We can list all watched variables by using:

[v.name for v in tape.watched_variables()]

['weights:0', 'biases:0']

Notice how tensorflow will antecede the variable name with an index, as you can give variables the same names. If a variable is within the list any operation on it will create a chain of mathematical functions and since all operations applied are tensorflow friendly, the tape knows how to calculate the partial derivatives of tensors flowing through the network with respect to any tracked variable. Now we can calculate the partial derivatives with respect to weights and biases:

 

 

    	
            

gradients = tape.gradient(y, [w, b])

print(gradients)

 

[<tf.Tensor: shape=(3, 2), dtype=float32, numpy=

array ([[0.05697387, 0.23042937],

       [0.05697387, 0.23042937],

       [0.05697387, 0.23042937]], dtype=float32)>, <tf.Tensor: shape=(2,), dtype=float32, numpy=array([0.05697387, 0.23042937], dtype=float32)>]
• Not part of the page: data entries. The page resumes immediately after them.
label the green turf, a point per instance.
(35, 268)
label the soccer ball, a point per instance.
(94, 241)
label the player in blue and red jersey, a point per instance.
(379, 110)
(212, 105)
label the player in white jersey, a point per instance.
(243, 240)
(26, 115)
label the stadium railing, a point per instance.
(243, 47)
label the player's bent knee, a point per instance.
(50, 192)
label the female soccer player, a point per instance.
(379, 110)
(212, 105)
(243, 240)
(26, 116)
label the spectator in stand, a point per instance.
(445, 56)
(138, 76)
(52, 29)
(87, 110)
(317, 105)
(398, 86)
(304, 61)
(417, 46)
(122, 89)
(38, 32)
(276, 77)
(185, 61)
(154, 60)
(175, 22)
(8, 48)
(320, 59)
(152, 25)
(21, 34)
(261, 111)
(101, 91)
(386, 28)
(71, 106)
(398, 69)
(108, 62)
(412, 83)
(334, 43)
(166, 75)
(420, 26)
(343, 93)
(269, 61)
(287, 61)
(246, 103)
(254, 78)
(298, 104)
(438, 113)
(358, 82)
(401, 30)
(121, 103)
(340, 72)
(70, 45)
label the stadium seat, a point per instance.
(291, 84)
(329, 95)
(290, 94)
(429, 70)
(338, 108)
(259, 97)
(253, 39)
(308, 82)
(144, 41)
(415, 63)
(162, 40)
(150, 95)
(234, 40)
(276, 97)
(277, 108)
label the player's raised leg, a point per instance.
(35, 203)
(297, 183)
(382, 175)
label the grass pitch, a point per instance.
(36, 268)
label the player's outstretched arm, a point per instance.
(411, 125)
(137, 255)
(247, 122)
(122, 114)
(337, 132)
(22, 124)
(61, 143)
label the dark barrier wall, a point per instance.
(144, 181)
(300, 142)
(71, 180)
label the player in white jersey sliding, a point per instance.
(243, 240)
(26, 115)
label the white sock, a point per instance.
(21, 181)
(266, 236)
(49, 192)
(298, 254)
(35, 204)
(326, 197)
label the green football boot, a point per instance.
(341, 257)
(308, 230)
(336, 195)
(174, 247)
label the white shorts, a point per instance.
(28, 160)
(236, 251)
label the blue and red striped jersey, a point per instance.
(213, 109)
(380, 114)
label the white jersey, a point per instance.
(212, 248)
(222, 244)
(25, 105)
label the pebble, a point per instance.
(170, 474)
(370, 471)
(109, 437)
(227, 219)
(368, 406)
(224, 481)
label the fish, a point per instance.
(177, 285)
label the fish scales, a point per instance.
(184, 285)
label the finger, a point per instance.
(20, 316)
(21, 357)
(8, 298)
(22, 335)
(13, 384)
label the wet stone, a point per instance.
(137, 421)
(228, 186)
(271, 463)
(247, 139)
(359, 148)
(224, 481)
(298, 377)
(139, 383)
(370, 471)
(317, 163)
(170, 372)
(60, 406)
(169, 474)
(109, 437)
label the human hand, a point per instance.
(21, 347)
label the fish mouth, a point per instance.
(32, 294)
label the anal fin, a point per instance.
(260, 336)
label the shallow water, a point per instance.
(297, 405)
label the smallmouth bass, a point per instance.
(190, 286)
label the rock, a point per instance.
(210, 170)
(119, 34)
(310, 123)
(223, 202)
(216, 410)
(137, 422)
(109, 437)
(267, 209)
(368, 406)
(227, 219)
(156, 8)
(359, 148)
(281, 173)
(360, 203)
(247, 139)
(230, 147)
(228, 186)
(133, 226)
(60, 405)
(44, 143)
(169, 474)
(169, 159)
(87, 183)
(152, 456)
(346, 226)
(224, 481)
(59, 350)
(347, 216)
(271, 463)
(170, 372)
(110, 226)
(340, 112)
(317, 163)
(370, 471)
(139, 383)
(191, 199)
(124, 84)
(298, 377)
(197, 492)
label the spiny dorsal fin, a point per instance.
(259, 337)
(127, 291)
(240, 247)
It is not uncommon to receive a gradient of None during proprietary AI core architecting, this can mean a multitude of things perhaps there is a disconnection within your graph flow like a calculation happening outside the tape. Other times a variable is not tracked because it was used as a tensor, and unless it is expected behaviour you would need to revisit. In rare cases you are using a calculation that is not differentiable as we can see in the Quantum Tensorflow Article VQNN…. In this case you will need to go a step further and define the differentiation yourself.

The results of the partial derivatives can be used to minimize a loss function and update all the trainable variables within the structure.